Ich vergleiche das gerne mit dem Bau eines Wohnhauses: stellen Sie sich vor Sie haben sich Ihren Traum eines eigenen Hauses realisiert - ein Experte in Bau und Statik hat Ihnen all die nötigen technischen Themen abgenommen, ein Architekt das gesamte Projekt überwacht. Sie fühlen sich wohl auch wenn draußen das Wetter einmal stürmen sollte, Ihr Haus ist Ihr Bollwerk.

 

Sie überlegen nun nach Jahren, wo sich alles eingespielt und bewährt hat,  dass es doch gut wäre zu wachsen, einige Wohnungen drauf zu bauen und sie zu vermieten, selbst mit einigem Fremdkapital stellt sich das für Sie als eine kluge Idee, eine kluge Strategie heraus.

 

Angenommen alles an Genehmigungen, rechtlichen Voraussetzungen usw. wäre kein Thema - als Unternehmer entscheiden Sie ja auch in Ihrer Eigenverantwortung - wäre es jetzt sinnvoll sofort zu bauen zu beginnen, 2, evtl. 3 Stockwerke draufzubauen, den Innenausbau zu beginnen und parallel die Vermarktungsstrategie zu starten denn immerhin gehört das investierte Geld ja rasch zurückverdient?

 

Was passiert beim nächsten Sturm? Würde das Fundament überhaupt den Zubau verkraften? Ein Fundament für ein Einfamilienhaus und die dazu passende Statik wäre keinesfalls dazu geeignet einen mehrstöckigen Zubau zu verkraften, oder?

 

Was also wäre wohl der erste, der allerste kluge Schritt wenn es um dieses Wachstum geht? Ja, wir wenden uns an einen Experten für Statik und Bauwesen, einen Architekten oder Ziviltechniker und besprechen mit ihm unser Vorhaben. Er würde uns zuallererst ein Konzept machen wie der Rahmen, das Fundament, der Zubau statisch verstärkt werden müsste um allen Sicherheitskriterien zu entsprechen BEVOR noch der erste Maurer anrückt, schließlich wollen wir an der voreiligen Expansion ja nicht unser Leben aufs Spiel setzen.

 

Also wäre folgend Vorgangsweise wohl klug:

 

Bevor wir an eine sprunghafte Expansion denken, stellen wir uns die Frage, welche Rahmenbedingungen wir zuerst schaffen müssen, damit wir nicht alles Geld beim Fenster hinausblasen und zudem noch Gefahr laufen unseren Ruf auf's Spiel zu setzen:

 

Was braucht es an neuen, anderen Systemen?

Wie sieht es mit den Abläufen aus, was gehört entstaubt, verschlankt, optimiert?

Was muß optimiert werden bevor wir expandieren?

Haben wir die richtigen / genügend Mitarbeiter?

Welches Know How, welche skills müssen aufgebaut werden?

Müssen Führungskräfte, Schlüsselpersonen entwickelt werden, die Teams wirklich erfolgreich leiten können?

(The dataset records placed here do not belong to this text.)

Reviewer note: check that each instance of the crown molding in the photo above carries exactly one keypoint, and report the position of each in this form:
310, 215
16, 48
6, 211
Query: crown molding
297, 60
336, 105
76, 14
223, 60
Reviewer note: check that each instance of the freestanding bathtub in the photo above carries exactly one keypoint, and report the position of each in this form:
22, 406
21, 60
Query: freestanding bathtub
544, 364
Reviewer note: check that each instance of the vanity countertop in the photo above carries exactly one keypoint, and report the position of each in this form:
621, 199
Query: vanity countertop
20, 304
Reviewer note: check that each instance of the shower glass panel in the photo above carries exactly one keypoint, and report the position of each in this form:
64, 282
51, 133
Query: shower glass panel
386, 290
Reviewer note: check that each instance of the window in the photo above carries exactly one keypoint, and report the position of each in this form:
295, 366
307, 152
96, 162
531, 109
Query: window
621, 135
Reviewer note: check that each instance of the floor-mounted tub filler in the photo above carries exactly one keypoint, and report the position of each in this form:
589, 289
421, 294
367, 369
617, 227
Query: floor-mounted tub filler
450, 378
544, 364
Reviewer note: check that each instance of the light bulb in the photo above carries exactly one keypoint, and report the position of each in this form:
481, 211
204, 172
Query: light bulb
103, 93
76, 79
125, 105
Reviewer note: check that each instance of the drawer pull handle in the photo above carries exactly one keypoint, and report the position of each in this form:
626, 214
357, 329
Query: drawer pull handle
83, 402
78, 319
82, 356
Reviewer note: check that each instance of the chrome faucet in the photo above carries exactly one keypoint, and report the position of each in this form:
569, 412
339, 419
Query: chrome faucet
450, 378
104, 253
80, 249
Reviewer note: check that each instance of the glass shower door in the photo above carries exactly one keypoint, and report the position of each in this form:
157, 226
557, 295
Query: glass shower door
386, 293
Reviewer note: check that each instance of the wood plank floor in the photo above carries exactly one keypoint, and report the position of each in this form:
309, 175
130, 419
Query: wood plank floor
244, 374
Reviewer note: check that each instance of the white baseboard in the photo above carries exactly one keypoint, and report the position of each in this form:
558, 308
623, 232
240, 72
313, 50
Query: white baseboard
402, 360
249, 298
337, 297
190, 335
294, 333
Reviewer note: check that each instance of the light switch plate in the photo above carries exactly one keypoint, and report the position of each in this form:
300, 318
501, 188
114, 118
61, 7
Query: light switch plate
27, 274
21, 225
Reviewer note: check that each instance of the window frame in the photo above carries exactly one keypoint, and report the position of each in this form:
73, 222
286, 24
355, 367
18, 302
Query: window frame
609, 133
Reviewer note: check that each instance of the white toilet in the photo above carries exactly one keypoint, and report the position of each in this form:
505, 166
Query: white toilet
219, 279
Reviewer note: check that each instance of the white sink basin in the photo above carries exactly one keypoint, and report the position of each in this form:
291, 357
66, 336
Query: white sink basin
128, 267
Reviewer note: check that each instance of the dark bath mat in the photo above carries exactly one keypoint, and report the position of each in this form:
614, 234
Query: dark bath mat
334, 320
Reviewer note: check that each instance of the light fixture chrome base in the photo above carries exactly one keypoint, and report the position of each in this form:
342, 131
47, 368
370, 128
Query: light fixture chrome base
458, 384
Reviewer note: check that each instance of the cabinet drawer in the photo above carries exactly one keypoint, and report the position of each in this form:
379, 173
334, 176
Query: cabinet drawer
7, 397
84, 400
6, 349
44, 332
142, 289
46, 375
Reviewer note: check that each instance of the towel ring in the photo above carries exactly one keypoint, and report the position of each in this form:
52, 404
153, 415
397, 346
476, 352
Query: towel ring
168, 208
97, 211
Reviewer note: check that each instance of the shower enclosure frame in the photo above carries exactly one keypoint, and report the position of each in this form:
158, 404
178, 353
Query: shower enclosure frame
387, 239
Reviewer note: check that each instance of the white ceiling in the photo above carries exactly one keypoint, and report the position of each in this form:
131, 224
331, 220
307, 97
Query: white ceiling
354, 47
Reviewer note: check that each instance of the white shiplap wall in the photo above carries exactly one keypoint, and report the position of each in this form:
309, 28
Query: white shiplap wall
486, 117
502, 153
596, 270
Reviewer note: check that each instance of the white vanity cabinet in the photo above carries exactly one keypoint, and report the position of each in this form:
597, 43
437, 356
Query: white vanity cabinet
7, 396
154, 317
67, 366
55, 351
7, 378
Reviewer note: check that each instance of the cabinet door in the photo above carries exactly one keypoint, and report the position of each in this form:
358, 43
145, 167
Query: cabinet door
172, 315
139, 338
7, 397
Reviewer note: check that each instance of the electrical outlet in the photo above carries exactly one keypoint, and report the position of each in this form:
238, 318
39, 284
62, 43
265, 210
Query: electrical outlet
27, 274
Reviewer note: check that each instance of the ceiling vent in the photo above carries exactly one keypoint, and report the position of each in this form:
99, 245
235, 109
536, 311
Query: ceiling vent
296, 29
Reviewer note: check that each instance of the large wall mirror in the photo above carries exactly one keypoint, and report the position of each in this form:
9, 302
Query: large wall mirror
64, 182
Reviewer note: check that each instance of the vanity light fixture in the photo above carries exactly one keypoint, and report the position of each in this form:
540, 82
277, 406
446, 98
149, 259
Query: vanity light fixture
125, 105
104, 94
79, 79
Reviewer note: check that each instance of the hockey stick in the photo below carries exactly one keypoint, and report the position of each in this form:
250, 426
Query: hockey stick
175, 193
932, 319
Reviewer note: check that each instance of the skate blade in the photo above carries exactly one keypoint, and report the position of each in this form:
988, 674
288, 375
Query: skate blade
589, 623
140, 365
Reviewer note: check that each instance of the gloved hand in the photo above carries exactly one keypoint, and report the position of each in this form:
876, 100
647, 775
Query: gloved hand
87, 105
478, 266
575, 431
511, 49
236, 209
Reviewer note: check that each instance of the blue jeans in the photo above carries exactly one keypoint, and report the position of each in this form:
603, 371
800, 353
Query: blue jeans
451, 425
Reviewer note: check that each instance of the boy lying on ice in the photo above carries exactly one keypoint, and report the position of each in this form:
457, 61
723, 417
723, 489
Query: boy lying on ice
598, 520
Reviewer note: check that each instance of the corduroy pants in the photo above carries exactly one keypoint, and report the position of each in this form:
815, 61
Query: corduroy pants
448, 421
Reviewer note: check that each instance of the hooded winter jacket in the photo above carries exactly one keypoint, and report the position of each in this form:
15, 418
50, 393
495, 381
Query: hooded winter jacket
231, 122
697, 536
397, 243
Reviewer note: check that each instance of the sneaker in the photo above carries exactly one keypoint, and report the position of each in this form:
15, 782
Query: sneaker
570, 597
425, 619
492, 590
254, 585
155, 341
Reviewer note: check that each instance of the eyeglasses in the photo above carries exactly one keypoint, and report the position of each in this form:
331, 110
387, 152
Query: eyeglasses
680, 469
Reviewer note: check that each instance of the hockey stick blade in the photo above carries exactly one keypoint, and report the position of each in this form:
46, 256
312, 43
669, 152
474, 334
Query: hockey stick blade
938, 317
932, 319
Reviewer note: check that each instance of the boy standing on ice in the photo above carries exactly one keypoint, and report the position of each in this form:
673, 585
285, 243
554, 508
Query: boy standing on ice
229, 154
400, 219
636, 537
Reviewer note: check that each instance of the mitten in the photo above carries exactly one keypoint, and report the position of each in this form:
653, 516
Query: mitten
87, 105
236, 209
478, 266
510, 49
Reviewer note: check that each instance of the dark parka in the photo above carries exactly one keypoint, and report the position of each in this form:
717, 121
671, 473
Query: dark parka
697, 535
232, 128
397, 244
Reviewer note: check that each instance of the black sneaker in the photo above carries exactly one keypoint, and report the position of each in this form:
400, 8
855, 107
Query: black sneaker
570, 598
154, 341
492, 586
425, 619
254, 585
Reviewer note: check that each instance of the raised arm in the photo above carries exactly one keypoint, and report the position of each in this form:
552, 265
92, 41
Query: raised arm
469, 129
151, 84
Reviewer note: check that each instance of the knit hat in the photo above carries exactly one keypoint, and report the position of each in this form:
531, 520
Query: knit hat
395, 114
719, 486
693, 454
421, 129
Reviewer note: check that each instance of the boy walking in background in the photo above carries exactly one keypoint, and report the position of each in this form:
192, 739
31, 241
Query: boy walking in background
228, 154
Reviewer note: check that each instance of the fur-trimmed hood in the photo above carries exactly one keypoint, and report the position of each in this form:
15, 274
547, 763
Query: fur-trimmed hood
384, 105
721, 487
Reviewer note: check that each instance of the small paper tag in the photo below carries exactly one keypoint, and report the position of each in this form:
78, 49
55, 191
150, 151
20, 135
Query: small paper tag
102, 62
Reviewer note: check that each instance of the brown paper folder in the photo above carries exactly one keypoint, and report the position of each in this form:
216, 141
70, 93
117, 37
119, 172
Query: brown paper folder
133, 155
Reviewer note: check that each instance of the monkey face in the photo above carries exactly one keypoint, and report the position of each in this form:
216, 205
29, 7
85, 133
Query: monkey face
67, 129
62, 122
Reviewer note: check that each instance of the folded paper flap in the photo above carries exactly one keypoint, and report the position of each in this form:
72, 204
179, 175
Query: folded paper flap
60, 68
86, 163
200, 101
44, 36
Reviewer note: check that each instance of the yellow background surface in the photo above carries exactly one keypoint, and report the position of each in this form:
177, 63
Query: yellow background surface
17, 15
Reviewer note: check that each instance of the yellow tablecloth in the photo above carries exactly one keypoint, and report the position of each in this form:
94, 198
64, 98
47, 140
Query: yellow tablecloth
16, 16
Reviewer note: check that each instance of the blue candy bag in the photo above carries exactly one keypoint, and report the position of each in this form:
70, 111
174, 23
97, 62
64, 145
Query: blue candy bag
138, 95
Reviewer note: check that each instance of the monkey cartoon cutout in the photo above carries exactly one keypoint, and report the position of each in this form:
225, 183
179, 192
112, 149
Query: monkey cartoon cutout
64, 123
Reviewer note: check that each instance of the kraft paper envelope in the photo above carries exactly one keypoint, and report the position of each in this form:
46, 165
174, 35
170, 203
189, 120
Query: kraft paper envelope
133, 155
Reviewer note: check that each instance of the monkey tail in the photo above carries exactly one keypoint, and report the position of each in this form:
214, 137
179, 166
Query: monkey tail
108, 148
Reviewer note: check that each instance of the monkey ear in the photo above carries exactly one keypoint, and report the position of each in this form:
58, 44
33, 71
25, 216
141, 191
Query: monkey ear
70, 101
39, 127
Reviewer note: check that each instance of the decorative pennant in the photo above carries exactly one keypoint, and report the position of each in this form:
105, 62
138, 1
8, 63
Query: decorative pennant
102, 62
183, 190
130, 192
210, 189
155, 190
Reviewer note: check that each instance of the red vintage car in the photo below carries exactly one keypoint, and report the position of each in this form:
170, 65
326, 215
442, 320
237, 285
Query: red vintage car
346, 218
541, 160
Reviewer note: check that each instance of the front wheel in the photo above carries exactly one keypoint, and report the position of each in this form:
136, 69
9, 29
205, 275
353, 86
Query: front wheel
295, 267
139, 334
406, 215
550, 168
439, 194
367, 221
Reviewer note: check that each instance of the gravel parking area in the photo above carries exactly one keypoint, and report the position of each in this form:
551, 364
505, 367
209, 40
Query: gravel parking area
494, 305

Last not least: Welches Ziel will ich denn mit dieser Expansion erreichen? Welche Umsatzziele, welche Gewinnziele?

 

Diese und andere Fragen gilt es zu klären, bevor wir an eine sprunghafte Expansion denken. Denn sonst laufen wir Gefahr, neue, zusätzliche Kunden gleich wieder zu verlieren, weil wir unsere Leistungsversprechen nicht einhalten können!

 

Bedenke: Optimiere, dann expandiere. Alles andere ist eine heiße Kiste.